In typography, small capitals (usually abbreviated small caps) are lowercase characters typeset with glyphs that resemble uppercase letters ("capitals") but reduced in height and weight, close to the surrounding lowercase (small) letters or text figures,[1] for example: Text in Small Caps. Note that this is technically not a case-transformation, but a substitution of glyphs, although the effect is often simulated by case-transformation and scaling.
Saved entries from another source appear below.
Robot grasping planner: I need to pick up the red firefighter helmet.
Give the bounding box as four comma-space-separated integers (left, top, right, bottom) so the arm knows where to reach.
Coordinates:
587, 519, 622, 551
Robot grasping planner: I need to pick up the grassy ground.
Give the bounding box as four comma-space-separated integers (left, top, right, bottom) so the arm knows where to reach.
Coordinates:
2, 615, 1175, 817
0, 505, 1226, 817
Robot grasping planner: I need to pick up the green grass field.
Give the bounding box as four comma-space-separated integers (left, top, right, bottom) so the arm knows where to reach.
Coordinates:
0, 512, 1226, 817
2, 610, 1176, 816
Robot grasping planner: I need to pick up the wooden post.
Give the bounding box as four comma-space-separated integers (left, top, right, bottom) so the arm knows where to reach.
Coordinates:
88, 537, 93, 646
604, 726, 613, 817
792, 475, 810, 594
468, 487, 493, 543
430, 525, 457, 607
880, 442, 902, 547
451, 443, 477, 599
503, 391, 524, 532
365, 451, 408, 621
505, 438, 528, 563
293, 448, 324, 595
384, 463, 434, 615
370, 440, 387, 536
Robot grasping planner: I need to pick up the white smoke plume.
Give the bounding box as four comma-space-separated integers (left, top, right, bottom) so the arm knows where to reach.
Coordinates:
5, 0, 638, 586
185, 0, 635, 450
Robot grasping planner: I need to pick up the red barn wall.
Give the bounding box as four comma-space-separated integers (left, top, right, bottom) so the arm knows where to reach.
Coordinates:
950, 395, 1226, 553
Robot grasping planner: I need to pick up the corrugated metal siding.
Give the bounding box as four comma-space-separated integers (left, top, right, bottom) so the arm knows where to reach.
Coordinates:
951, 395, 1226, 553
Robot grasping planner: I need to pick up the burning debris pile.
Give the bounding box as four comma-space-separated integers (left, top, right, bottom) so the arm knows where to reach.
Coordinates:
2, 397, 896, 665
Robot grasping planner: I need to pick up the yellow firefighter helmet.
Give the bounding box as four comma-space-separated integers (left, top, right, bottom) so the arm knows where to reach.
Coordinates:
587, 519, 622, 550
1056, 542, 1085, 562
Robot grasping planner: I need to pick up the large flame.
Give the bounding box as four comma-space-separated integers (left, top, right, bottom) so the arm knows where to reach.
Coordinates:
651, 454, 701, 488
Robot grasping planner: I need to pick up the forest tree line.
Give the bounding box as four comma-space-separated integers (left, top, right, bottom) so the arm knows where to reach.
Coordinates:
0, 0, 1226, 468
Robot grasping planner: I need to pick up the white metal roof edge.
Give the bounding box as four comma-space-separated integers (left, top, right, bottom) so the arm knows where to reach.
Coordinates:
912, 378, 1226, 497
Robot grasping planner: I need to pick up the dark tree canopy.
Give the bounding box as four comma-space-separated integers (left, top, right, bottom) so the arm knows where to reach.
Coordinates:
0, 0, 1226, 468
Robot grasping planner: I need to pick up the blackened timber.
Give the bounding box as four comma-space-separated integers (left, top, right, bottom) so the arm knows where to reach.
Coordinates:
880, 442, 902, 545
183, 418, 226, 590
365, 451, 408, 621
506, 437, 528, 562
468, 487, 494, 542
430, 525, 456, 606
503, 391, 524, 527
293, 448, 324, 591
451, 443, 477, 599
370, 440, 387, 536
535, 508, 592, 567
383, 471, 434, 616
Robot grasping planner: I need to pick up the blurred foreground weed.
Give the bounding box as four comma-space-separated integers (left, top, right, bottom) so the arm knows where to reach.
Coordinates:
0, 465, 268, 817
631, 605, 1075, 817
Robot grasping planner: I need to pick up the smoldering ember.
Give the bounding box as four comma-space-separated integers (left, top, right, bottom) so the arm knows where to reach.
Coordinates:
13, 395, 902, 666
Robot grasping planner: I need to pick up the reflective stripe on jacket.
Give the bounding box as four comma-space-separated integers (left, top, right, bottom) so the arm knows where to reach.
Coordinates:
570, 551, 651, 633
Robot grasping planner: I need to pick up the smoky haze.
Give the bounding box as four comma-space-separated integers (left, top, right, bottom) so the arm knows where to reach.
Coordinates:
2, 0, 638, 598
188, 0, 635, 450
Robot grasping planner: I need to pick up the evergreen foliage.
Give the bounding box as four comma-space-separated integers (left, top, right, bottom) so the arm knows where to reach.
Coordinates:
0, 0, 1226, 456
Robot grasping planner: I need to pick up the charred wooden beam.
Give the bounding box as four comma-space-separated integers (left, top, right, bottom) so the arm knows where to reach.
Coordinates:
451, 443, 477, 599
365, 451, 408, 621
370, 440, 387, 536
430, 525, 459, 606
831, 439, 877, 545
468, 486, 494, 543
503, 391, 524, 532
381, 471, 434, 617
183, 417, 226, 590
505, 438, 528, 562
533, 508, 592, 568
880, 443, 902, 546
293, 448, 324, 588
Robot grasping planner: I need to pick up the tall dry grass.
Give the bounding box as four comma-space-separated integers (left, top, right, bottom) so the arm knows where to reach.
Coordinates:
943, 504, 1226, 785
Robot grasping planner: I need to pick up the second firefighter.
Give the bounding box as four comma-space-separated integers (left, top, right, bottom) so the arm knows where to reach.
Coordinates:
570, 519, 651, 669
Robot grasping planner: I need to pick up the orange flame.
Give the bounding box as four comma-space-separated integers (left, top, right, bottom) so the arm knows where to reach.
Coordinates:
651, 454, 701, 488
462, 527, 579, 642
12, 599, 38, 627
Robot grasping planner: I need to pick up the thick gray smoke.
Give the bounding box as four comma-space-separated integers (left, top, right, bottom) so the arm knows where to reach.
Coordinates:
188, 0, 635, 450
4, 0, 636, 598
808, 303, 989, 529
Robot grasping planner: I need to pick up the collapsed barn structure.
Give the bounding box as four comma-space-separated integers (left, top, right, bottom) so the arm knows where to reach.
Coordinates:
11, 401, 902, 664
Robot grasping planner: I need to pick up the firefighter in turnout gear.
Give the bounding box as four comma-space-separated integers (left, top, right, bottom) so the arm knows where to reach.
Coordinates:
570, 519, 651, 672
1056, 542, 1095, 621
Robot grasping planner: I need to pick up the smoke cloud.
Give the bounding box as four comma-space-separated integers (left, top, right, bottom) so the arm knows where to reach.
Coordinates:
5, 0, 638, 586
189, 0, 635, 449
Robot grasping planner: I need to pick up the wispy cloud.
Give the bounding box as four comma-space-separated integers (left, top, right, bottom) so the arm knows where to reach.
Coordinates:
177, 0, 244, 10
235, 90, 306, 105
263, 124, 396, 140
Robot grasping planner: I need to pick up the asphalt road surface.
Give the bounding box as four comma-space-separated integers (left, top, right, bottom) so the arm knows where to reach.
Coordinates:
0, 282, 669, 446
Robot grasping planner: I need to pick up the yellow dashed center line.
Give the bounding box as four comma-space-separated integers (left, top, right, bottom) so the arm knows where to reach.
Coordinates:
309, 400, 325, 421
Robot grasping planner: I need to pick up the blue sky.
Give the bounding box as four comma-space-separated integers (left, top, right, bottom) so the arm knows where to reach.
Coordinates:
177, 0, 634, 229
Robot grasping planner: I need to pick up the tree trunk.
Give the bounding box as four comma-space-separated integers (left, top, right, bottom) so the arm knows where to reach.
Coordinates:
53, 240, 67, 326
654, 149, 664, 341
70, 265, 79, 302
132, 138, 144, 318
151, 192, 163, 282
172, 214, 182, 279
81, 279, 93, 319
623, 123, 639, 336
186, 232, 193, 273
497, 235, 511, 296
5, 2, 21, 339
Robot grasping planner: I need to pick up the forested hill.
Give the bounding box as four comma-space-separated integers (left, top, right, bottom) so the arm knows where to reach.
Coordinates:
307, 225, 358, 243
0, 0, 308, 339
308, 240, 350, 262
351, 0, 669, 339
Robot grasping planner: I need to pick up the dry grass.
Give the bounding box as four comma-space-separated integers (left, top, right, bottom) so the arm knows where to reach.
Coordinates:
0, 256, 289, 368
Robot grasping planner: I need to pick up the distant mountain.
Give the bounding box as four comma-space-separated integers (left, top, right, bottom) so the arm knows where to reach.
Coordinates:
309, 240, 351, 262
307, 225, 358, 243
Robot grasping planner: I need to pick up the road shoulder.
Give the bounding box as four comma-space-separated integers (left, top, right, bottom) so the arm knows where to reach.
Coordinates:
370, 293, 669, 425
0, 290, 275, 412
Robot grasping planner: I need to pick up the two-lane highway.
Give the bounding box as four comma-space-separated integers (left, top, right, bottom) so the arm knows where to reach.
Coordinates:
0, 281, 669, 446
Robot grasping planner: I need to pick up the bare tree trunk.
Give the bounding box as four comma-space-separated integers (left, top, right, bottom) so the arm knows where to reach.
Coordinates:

Small caps are used in running text as a form of emphasis that is less dominant than all uppercase text, and as a method of emphasis or distinctiveness for text alongside or instead of italics, or when boldface is inappropriate. Small caps can be used to draw attention to the opening phrase or line of a new section of text, or to provide an additional style in a dictionary entry where many parts must be typographically differentiated.

Well-designed small capitals are not simply scaled-down versions of normal capitals; they normally retain the same stroke weight as other letters and have a wider aspect ratio for readability.

Typically, the height of a small capital glyph will be one ex, the same height as most lowercase characters in the font. In fonts with relatively low x-height, however, small caps may be somewhat larger than this. For example, in some Tiro Typeworks fonts, small caps glyphs are 30% larger than x-height, and 70% the height of full capitals. To differentiate between these two alternatives, the x-height form is sometimes called petite caps,[2] preserving the name "small caps" for the larger variant. OpenType fonts can define both forms via the "small caps" and the "petite caps" features. When the support for the petite caps feature is absent from a desktop-publishing program, x-height small caps are often substituted.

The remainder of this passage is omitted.